The message I took from Rethinking the Digital Divide is that the divide is increasing rather than getting smaller. It’s no longer just about access to the technology, its about what you do with it when it’s in your hands. Research may show that the majority of learners own mobile phones – but that their owners are confident with using them is still largely an assumption. Also some of the sessions I attended showed that access to education remains problematic for many, including people with disabilities, those in prison, in the workplace, in communities. In prison the technology disables rather than enables; the OU now delivers content via the internet. The majority of prisoners do not have the internet; education is the bedrock of rehabilitation and they are denied access.

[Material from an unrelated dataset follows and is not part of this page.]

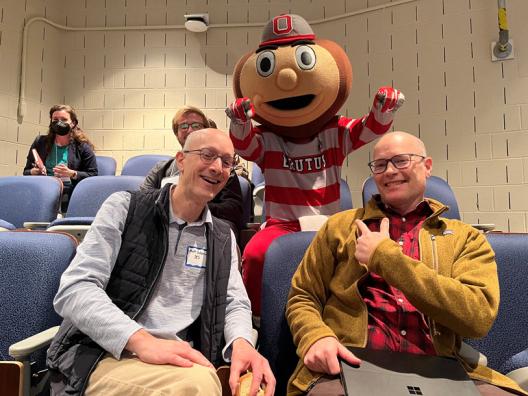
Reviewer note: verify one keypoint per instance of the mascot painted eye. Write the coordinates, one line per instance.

The debate over accessibility of online resources and the use of assistive technology continues – yet there were no exhibitors at ALT-C from any screen reading or text to speech software companies, or organisations such as Ability Net or the British Dyslexia Association. I was disappointed that a conference on digital divisions appeared to have so little on inclusive design or holistic approaches to accessibility and the debate around alternative versions of multimedia and animation. It would have been good to have daily workshops on practicalities such as adding captions to video, demonstrations of assistive technology or what the open source movement is doing to support accessibility.
I wonder how much the learning technologists themselves are responsible for creating a digital divide; do we forget that those whose learning we believe we are enhancing are in a different place. They may not share the same level of access to the technical gadgets and wizardry, or the skills to use them to their full potential. Again, having the technology is not the same as being confident and skilled with using it and I do sometimes wonder if herein lies the roots of our digital divisions.